Roughly 4 million people visit Puerto Rico each year. Some visitors vacation on the island, while others come for the day on one of the numerous cruise ships that dock in San Juan harbor each day. However you get there, it’s an amazing step back in time.

Ready to Walk?

You’ll want a hat, sunblock, water, and good walking shoes for your adventure. Your first stop should be at La Casita Tourism Center, located right across the street from the cruise ship piers. There, you can get a map of Old San Juan, and guides can point you in the right direction. Plan on a full day to walk the streets and take in the sites.

Paseo de la Princesa – Start your walk at Paseo de la Princesa – the historic promenade at the foot of the Old San Juan city walls, measuring 40 feet high, and 12 to 20 feet thick. To your left, is San Juan Bay. On weekends, vendors and musicians line Paseo la Princesa with knick knacks, yummy eats, and a festive atmosphere.

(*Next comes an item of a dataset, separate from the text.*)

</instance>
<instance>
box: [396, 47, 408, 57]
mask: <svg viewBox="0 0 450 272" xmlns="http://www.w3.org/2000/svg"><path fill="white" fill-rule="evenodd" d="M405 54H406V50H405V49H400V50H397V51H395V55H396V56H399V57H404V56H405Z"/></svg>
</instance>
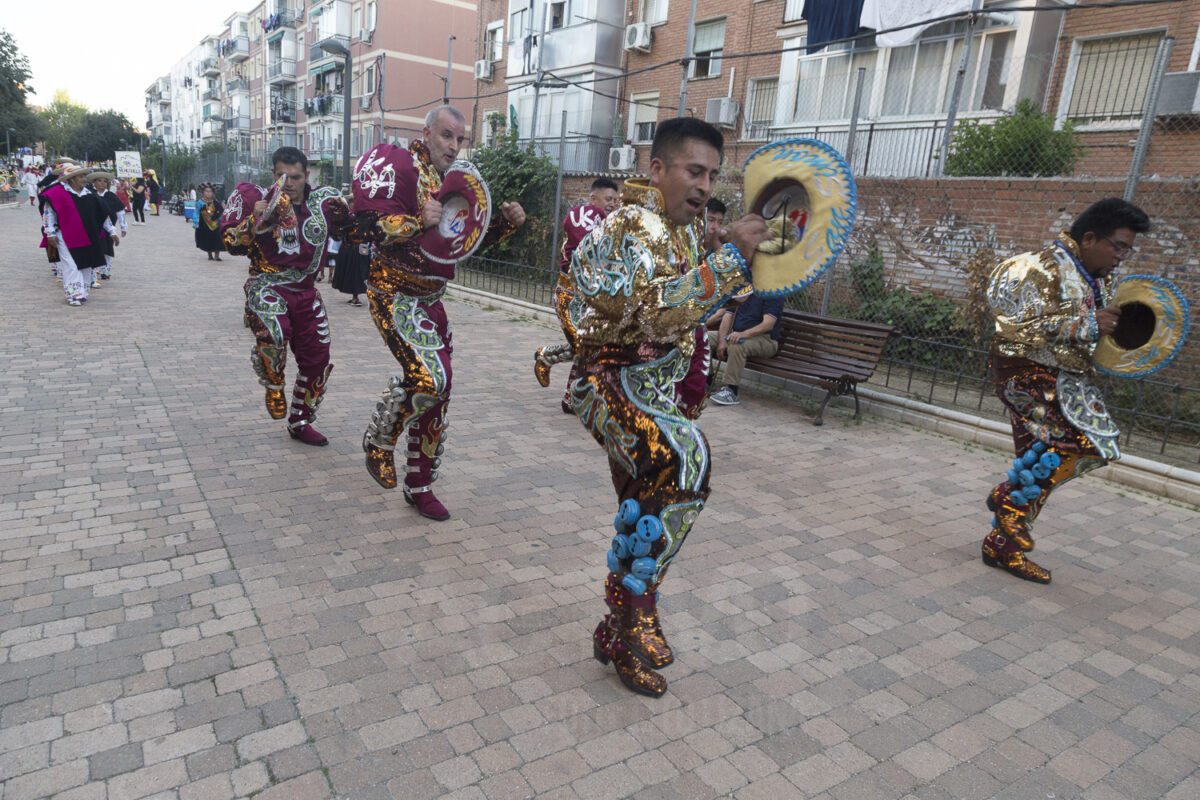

Blue Cobblestone Streets – The original stones were used as ballasts in the European ships that came to Puerto Rico. By 1784, they were being used to pave the streets. Centuries of wear and tear have damaged the stones so they’re being replaced, but in some areas the original stones are still there to admire.


Raices Fountain
– Before you head through the city gate, you’ll want a picture in front of the famed fountain. Bronze, naked goddesses riding horses and dolphins celebrate the diverse ethnic cultures of Puerto Rico.

San Juan City Gate – At this point, you’re walking through one of the oldest gates in the world. At one time there were six gates allowing passage into the city. Today this is the only operational one. It was built in 1635.

Cats, Cats Everywhere! – Legend has it that Christopher Columbus kept cats aboard his ship to keep rats at bay – and some of those cats were left behind in San Juan. Whether true or not, you’ll see plenty of cats roaming the streets, and even in and out of the open doors of Catedral de San Juan Bautista.

Catedral de San Juan Bautista – Construction was begun in 1540. The cathedral was strategically built so travelers could dock their boats, come through the San Juan Gate, and then give thanks to God for a safe journey. The church has withstood hurricanes, robberies, and pillage. Take note of the incredible stained glass windows, statues, and domes. You’ll also find Ponce de Leon’s tomb inside the cathedral. Light a candle, take a seat in a pew, and offer a prayer of your own.

San Juan Cemetery – The cemetery is one of the most beautiful in the world! It’s situated between the city wall, El Morro fort, and the edge of the Atlantic Ocean. Built in 1863, it’s the final home to many prominent Puerto Rican families.

Castillo San Felipe del Morro
– The castle is a spectacular site as you walk up to El Morro. The fort sits above the edge of the Atlantic. Lush green fields encircle it. Today, you’ll find visitors making the trek (roughly 2 million each year) and local families enjoying a picnic, along with some kite flying.

Construction began in 1539 and the Spaniards continued building it until 1786 as they found newer military technology. El Morro has six levels comprised of turrets, towers, dungeons, tunnels, and cannon batteries. The fort rises 140 feet above sea level. It was designed to protect San Juan harbor from attack.

The outer walls are between 6 and 18 feet in depth. El Morro was never defeated by sea and it’s a true marvel of engineering that has survived multiple attacks, and countless storms and hurricanes.

After Puerto Rico was ceded to the United States, El Morro was under U.S. military rule from 1898-1961. During that time it was called “Fort Brooke”. The lands around the fort were used as a hospital, officers’ club, living quarters, a golf course, and a baseball field.

In 1961, El Morro was declared a National Historic Site and is now under the watch of the U.S. Parks Service. During your visit, be sure to have your picture taking in one of the sentry boxes that jut out over the sea.

A Step Back in Time

However long you get to spend in San Juan, enjoy the blue cobblestone streets and the majestic beauty of a time long ago. Appreciate the architecture that has withstood hundreds of years through storms and battles. And be sure to pet the cats!

Are you planning on a trip to Old San Juan? What’s on your list of things to do?